副業は魔法少女ッ!
第1章 アルバイトで魔法少女になれるご時世
「なずなちゃんの家には送って行く。彼には説明するわ。私は大学の先生で、提出課題で呼び出していたことにするから、安心して」
「待って。明珠は顔出ししてるから無理だよ。先生の振りなら、あたしが」
「ゆいかだと先輩にしか見えないじゃない。聞く限りだと、そいつ、私がインタビュー受けるような雑誌は見るタイプじゃないでしょ。平気。だからなずなちゃん、食べるもの何か買ってくるわ。ゆいかは、その間にお化粧直してあげて」
肩で風を切るようにして、颯爽とゆいか達の側を通り過ぎていった明珠は、そのまま扉の向こうに消えた。
「顔洗ってきて」
「…………」
背中を丸めて、すぐるという男を庇っていなければいけない呪いにでもかかった風な大学生は、しずしずとゆいかに従った。時の止まったような無音の部屋に、彼女の顔を弾ける水音が、洗面所からこぼれ出る。
途方もない恐怖がゆいかを襲った。
もし今、四日前の発作が起きたとする。なずなを動揺させるわけにはいかず、ゆいかはあてもなく飛び出して、さっきの彼女ではないが、どこかに蹲るのだろう。人目を避けて夜闇にまぎれて、次に目蓋を開けた時には、見知ったものの全てを失くしているかも知れない。家族や友人達にも、そして明珠にも、何も伝えられないまま。

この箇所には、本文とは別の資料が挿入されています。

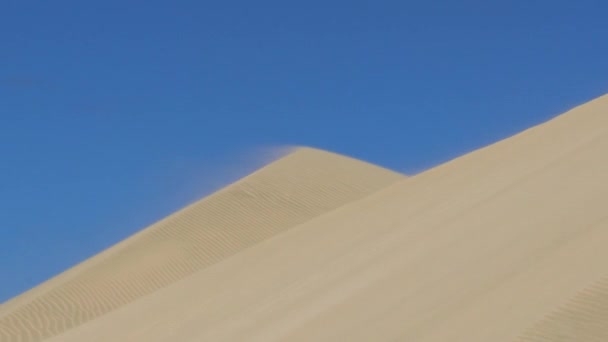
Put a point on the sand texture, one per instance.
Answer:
(508, 243)
(288, 192)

「お待たせしました……。あの、私の顔、汚いので……お目汚しして、ごめんなさい……」
ゆいかの見上げた声の先に、自虐するほどの姿はなかった。
一定の年端を過ぎた女であれば、十人中半数は、素顔を晒すことに抵抗がある。だが傍目からすれば、本人が神経質になるほど気にならない。実際、なずなは泣き崩れたせいで既にほとんど地肌が覗いていたが、今改めて彼女を見ると、予想以上だ。
なずなが羨ましい。と同時に、彼女に信頼されている、すぐるという男に良い心象が持てない。